Soft silk cocoons, before they are sorted by color.

Thousands and thousands of cocoons; the beautifully soft, golden color occurs naturally in the Cambodian silk. 
 The cocoons are cooked, and the thin silk threads are separated and spun per hand from the kettles; it takes long time to learn to do this complicated maneuver...  

A poor little naked silk worm after being cooked.

I'm not quite sure about the right terminology here... after the first spinning, the thin threads are processed further to produce glossy skeins of silk in many shades of yellow and gold.

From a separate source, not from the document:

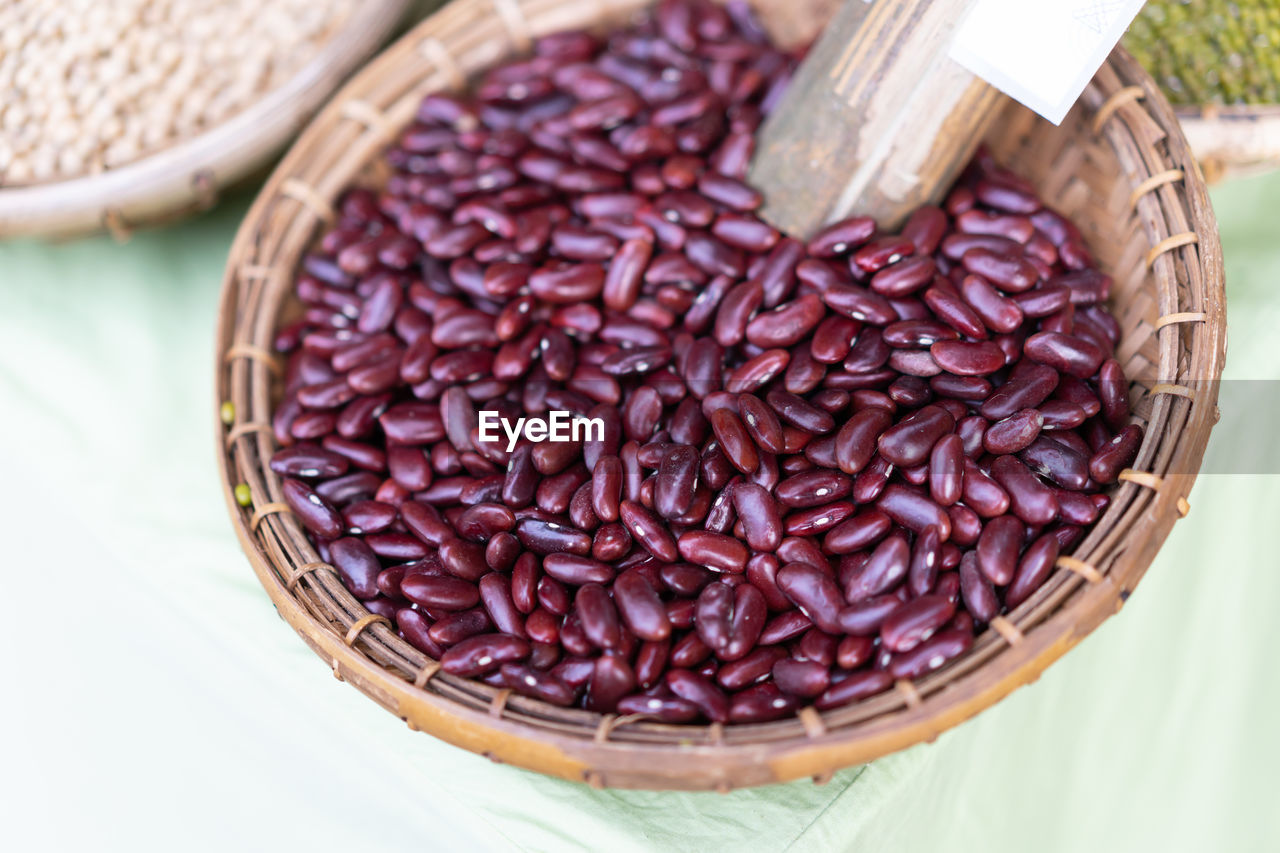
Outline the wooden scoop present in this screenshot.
[748,0,1004,237]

Seeing the actual - rather painstaking, if you ask me - process of silk making from the mulberries and worms to the final, stunningly beautiful fabrics, scarfs and clothes was a real eye opener. The level of sophistication of the Asian cultures, producing and spinning these less that hair-thin strands for hundreds of years ago and planning the complicated colorings for the patterns is just mind-blowing - just looking at the dip-dyed silk garn, ready to be woven in a certain, predetermined order made my brain hurt a little. To have figured the technique out (without any computers...) is so telling - only a society of high level of knowledge, sophistication and resources - for spending time producing, using and appreciating them - could have come up with this kind of beautiful products. But then, the visitors, priests and dancers at the impressive temples of Angkor surely needed something accordingly handsome and beautiful to wear while praying to their gods.

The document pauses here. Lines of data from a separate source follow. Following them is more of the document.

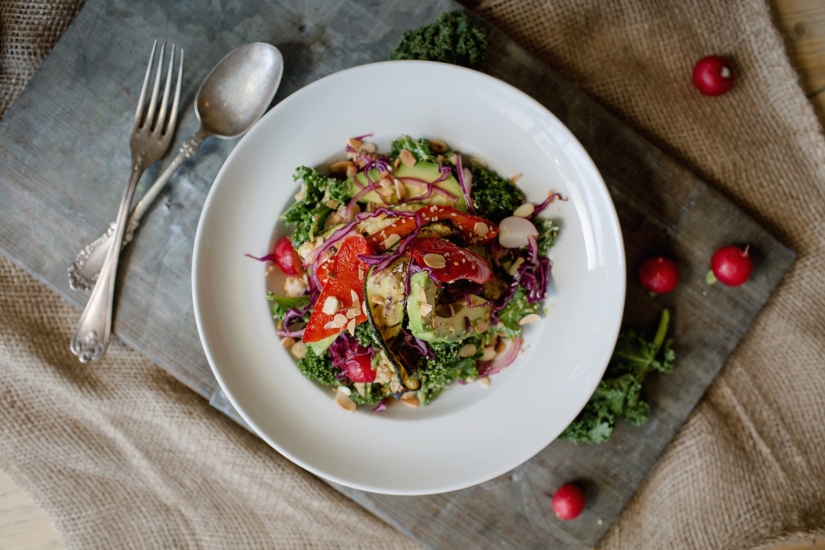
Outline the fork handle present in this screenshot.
[69,151,146,363]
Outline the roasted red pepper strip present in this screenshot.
[367,204,498,250]
[412,238,493,284]
[303,236,373,344]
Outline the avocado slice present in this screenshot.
[364,256,421,395]
[407,271,492,342]
[347,161,467,212]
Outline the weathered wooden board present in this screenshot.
[0,0,793,548]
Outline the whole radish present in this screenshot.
[553,483,584,521]
[708,245,753,286]
[693,55,734,96]
[639,256,679,294]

The skeins are colored with plant based, natural dyes... here with young banana leafs.
 Pots of colorful dyes...

The patterns of many of the fabrics are woven, and the thread needs to be colored in a predetermined order for it to form the pattern on the loom. 

 A display of raw and dyed silks.

When visiting Cambodia, please pay attention and get the real, hand-made silks of the Khmers, and not the cheaper, imported goods flowing in from China to the many outdoor markets and shops - you will not only be supporting a centuries old Khmer handicraft tradition, but also the local communities that educate and employ the young women and men of Cambodia. These beautiful, painstakingly produced silks are more than worth every penny they ask for them.

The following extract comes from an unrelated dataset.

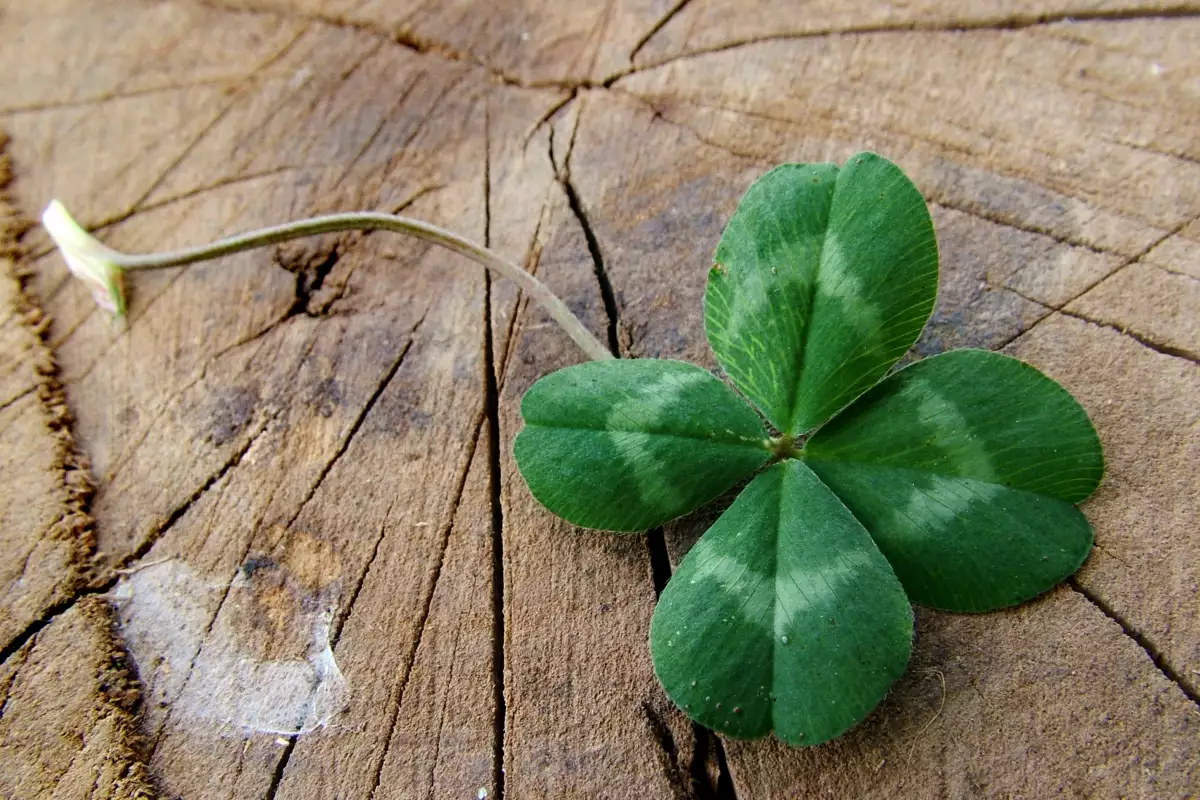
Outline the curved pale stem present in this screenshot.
[108,211,614,361]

 The carefully colored skeins (above) are spun on wooden sticks (below) that are then woven in certain order to form the pattern. 

I just couldn't get my head around the fact that the weavers get the single, dyed threads to form such exact patterns in the end... 

Like pure magic, the pattern emerges from the hands of the patient and skilled weavers.
 A relief depicting a procession of King Suryavarman II at Angkor Wat sometime at the 12th century... all wearing skillfully weaved robes and clothes, early predecessors of the fabrics woven today near Siem Reap and other places in Cambodia.


Unknown said...

Nyt ymmärrän miksi silkki maksaa niin paljon:) En oikeen tajua miten silkki kerätään noista toukist kun ne keitetään, irtooko niiden ympäriltä "kamaa" joka kerätään. Tosi upeeta et julkaisit tämän , tää on tosi mielenkiintoinen prosessi.

The Intercontinental Gardener said...

no hyvä kun näistä on iloa - olin itse niin pettynyt, kun mielestäni kuvat eivät onnistuneet, mutta nyt ajan kanssa ne tuntuvat ihan kiinnostavilta... niistä pehmeistä koteloista tosiaan keitetään se ohuenohut silkki irti, se keriytyy pois veden kanssa ihan kuin hämähäkinseitti. Tosi aikaavievä ja vaikea prosessi. Mietin, että jos edes saisin yhden tuollaisen huivin aikaan, niin sillehän ei olisi mitään mahdollista hintaa olemassakaan, niin ihmeellinen sen luontiprosessi on.

Unknown said...

Omin käsin tehty silkkihuivi olisi kokemuksena korvaamaton, todellakaan sille ei voisi laittaa hintalappua:)

The Intercontinental Gardener said...

Näin on, mutta minulta menisi varmaan vähintään pari vuotta sen aikaan saamiseksi... Olisi hienoa vaikka käydä joku kurssi tuolla paikan päällä, vaikka ei mitään konkreettista tulosta siitä valmistuisikaan!